Забастовка на Юанми встретила горячую поддержку среди населения приисков. Поводом к ней послужил обвал, во время которого один рудокоп был убит, а другой получил серьезное увечье; оба работали на участке, считавшемся опасным. Билл взял у Динни его машину и отправился на Юанми; там представитель союза горняков Дик Флинн рассказал ему, что произошло.
– Хозяева сами лезли на рожон, Билл, – начал он, – этого давно следовало ожидать. Боб Рид – парень, что пострадал в штреке номер два, – попросил у сменного мастера защитную каску как раз в то утро, когда случилась катастрофа. «Чего ты о каске беспокоишься, – сказал ему мастер. – Лучше думай, какой ты счастливый, что у тебя есть работа». Тед Моррисон, из пятого забоя, рассказывал, что на днях подходит к нему мастер подземных работ и говорит: «Вы, ребята, глядите в оба, а то как бы камнем не пришибло». – «А ну вас к черту, – говорит Тед, – я ведь не акробат. Нет чтобы поставить крепления получше». – «Жди, как же! – сказал ему старик Бэнди. – Ты ведь знаешь – мы отсюда никого не увольняем. Переводим тех, кто не хочет работать, во второй забой. Вот и все». Это убийство, самое настоящее убийство, Билл. Нельзя было посылать Мика Уолла и Боба Рида в этот забой.
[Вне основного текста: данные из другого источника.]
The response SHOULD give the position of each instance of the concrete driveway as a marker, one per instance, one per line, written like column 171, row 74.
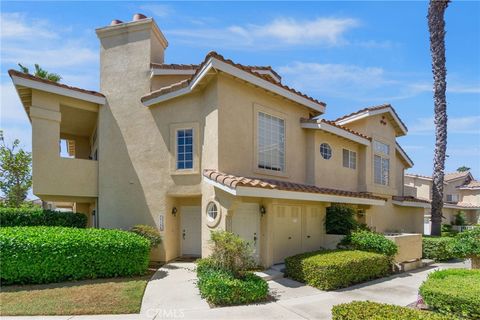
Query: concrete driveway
column 172, row 294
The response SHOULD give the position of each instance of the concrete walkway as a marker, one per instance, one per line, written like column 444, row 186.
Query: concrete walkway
column 172, row 294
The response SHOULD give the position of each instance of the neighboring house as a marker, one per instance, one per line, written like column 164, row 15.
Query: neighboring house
column 219, row 145
column 461, row 193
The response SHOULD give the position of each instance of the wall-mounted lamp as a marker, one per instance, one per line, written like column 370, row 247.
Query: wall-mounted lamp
column 262, row 210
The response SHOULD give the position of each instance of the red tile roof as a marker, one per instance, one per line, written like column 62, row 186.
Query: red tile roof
column 409, row 199
column 335, row 125
column 232, row 181
column 175, row 66
column 374, row 108
column 16, row 73
column 248, row 69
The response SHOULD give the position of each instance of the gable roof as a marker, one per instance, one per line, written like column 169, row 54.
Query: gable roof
column 260, row 187
column 401, row 128
column 332, row 127
column 472, row 185
column 215, row 61
column 186, row 69
column 457, row 175
column 30, row 81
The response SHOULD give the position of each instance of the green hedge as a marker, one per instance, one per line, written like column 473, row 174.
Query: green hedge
column 52, row 254
column 438, row 248
column 373, row 242
column 22, row 217
column 220, row 287
column 361, row 310
column 334, row 269
column 453, row 291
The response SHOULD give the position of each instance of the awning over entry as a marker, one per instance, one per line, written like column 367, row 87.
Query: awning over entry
column 277, row 189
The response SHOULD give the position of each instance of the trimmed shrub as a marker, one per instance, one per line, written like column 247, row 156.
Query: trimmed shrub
column 467, row 245
column 53, row 254
column 22, row 217
column 148, row 232
column 453, row 291
column 361, row 310
column 340, row 219
column 221, row 287
column 230, row 252
column 372, row 242
column 334, row 269
column 438, row 248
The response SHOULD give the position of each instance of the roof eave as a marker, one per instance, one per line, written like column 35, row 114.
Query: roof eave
column 236, row 72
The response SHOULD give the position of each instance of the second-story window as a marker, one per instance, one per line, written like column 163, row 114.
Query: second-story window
column 271, row 142
column 381, row 163
column 184, row 149
column 349, row 159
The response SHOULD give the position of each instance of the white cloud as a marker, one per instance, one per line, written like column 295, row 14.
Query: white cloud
column 279, row 32
column 457, row 125
column 15, row 25
column 160, row 10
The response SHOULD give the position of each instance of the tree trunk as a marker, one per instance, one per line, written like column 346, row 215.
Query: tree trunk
column 436, row 27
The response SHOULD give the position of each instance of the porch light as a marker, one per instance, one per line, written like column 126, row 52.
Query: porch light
column 262, row 210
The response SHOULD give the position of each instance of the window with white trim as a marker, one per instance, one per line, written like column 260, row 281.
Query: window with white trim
column 381, row 163
column 452, row 197
column 184, row 149
column 349, row 159
column 271, row 142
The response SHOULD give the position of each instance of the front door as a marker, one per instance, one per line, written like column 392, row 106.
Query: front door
column 287, row 232
column 191, row 231
column 246, row 224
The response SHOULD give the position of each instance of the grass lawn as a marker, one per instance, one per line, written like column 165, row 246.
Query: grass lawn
column 99, row 296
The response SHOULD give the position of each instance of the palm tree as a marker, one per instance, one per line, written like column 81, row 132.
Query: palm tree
column 436, row 27
column 41, row 73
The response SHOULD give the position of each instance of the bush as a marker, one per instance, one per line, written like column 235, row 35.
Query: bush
column 19, row 217
column 340, row 219
column 453, row 291
column 230, row 252
column 334, row 269
column 148, row 232
column 438, row 248
column 221, row 287
column 360, row 310
column 467, row 245
column 459, row 219
column 52, row 254
column 373, row 242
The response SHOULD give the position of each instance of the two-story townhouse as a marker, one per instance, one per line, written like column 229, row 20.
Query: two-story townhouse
column 461, row 193
column 218, row 145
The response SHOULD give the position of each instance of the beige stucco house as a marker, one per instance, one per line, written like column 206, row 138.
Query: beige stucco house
column 218, row 145
column 461, row 194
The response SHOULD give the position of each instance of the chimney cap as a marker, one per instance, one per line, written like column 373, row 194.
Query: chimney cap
column 115, row 22
column 138, row 16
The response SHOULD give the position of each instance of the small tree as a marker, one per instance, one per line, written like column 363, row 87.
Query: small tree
column 467, row 245
column 15, row 174
column 41, row 73
column 340, row 219
column 230, row 252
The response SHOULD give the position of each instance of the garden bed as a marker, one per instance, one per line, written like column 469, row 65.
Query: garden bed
column 453, row 291
column 334, row 269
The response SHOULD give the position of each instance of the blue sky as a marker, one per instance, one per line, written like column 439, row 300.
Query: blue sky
column 347, row 54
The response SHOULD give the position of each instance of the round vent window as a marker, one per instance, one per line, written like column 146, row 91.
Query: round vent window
column 325, row 151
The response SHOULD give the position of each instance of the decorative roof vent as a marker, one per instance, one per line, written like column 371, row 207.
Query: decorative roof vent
column 115, row 22
column 138, row 16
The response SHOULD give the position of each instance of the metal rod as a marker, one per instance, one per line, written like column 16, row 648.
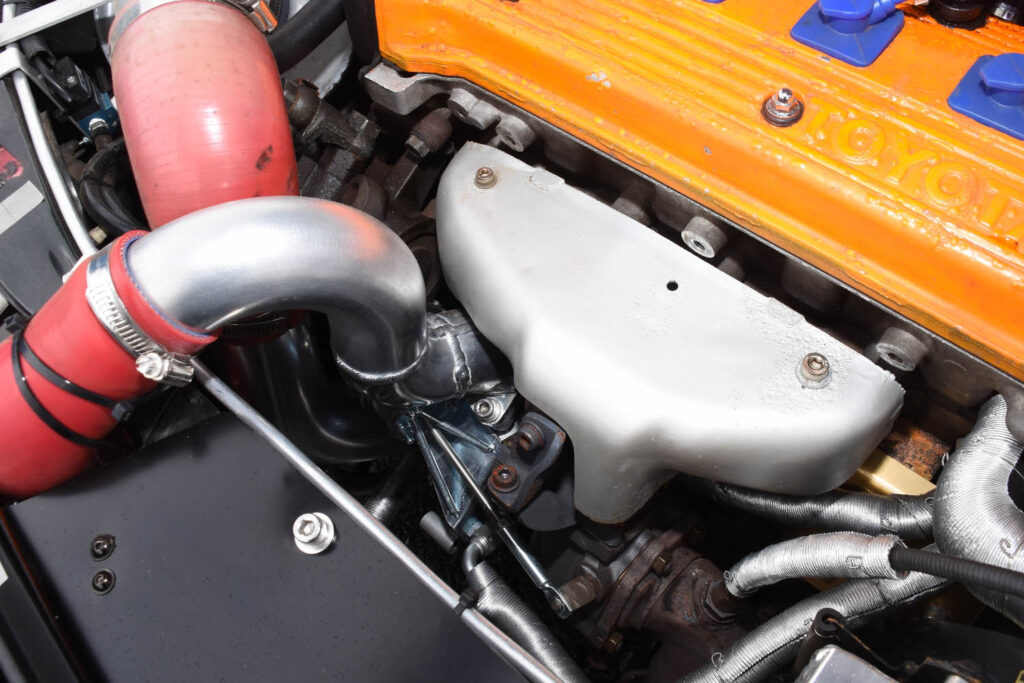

– Они насиделись без работы и готовы были взяться за что угодно – так мне говорили ребята, – заметил Билл.
– Да, в этом, пожалуй, и вся штука, – согласился Дик Флинн. – Мик и Бобби были деятельными участниками забастовки на Славном. Когда работы возобновились, никакой дискриминации, конечно, не было, боже упаси. Просто некоторое время спустя начальство стало под любым предлогом избавляться от наиболее активных членов профсоюза. На всех рудниках от Норсмана до Вилуны появились черные списки. Вот ребята и маялись – целых полгода гранили мостовую, пока их наконец взяли сюда.
– А они знали, что работают на опасном участке?
– Конечно, знали. Как раз за три дня до обвала мы послали телеграмму государственному и профсоюзному инспекторам, просили их приехать, чтобы обследовать грунт во втором и пятом забоях.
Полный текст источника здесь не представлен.